Still, the 27-year-old acknowledges that it can work the other way, if it turns out the person she is talking to attended a similarly prestigious school. Then, "we have something in common," she says.

"My dad wanted me to go to a school with name recognition, where everybody knows it and knows it means that you are smart," Ms. Wienek says. That was partly because her father didn't have the opportunity to attend an elite school himself. "Both of my parents were the first in their families to go to college, and they went to local state schools in Massachusetts," Ms. Wienek says.

In some career fields, like law, it's typical that top-tier firms may want to hire only graduates from top-tier schools, says Emory Mulling, president of Mulling Cos., an outplacement and career-consulting firm in Atlanta. And while it also may be true that some companies prefer to hire only Wharton School or Harvard M.B.A.s, those firms represent a small minority of all the jobs out there.

Mr. Mulling says going to a prestigious school matters when one is applying for a first job, but evidence of success on the job is more important in the long run. "It's about how hard you are willing to work, not sitting back on your laurels" or name-dropping your school, says Mr. Mulling. "If you have seen some Ivy Leaguers who didn't do a great job, you start to focus on prestigious track records, not prestigious schools."

Position to Compete

Take Matt Bonds. He received a Ph.D. in economics from the University of Georgia in Athens and is finishing up a second Ph.D. in ecology. The 28-year-old knows his alma mater may not rank among the most elite graduate schools in the country, even though its ecology program is highly regarded.

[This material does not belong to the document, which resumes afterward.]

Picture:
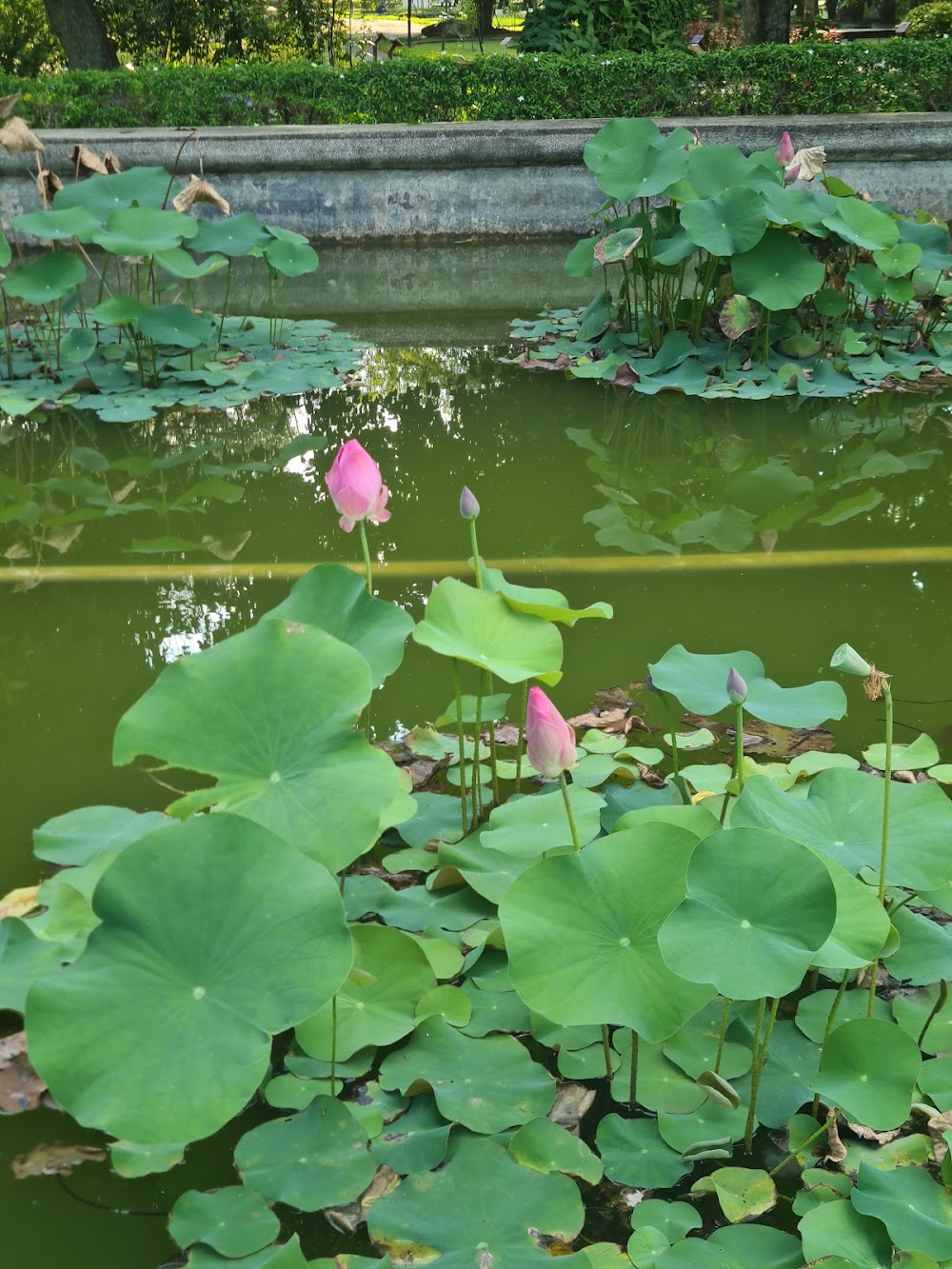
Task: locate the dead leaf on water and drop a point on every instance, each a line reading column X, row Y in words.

But he thinks that we will be in a good position to compete with graduates of schools like Harvard and the University of Chicago for academic jobs when he is finished. "I feel like it's publications that count," he said, noting that he had published a paper co-written with one of his undergraduate professors at Francis Marion University, a small school in South Carolina. That was an opportunity he probably wouldn't have had if he had attended at a bigger-name school, he says.

As for Ms. Leffler, she has held several interesting jobs, including working as a programming director for the State Department's internal television station in Washington, since graduating from the University of Maryland in Baltimore. And she recently changed her tune on name-dropping and even dropped Oberlin from her resume.

"Once you get to your late 20s, it's about what you've done, regardless of where you went to school," she says.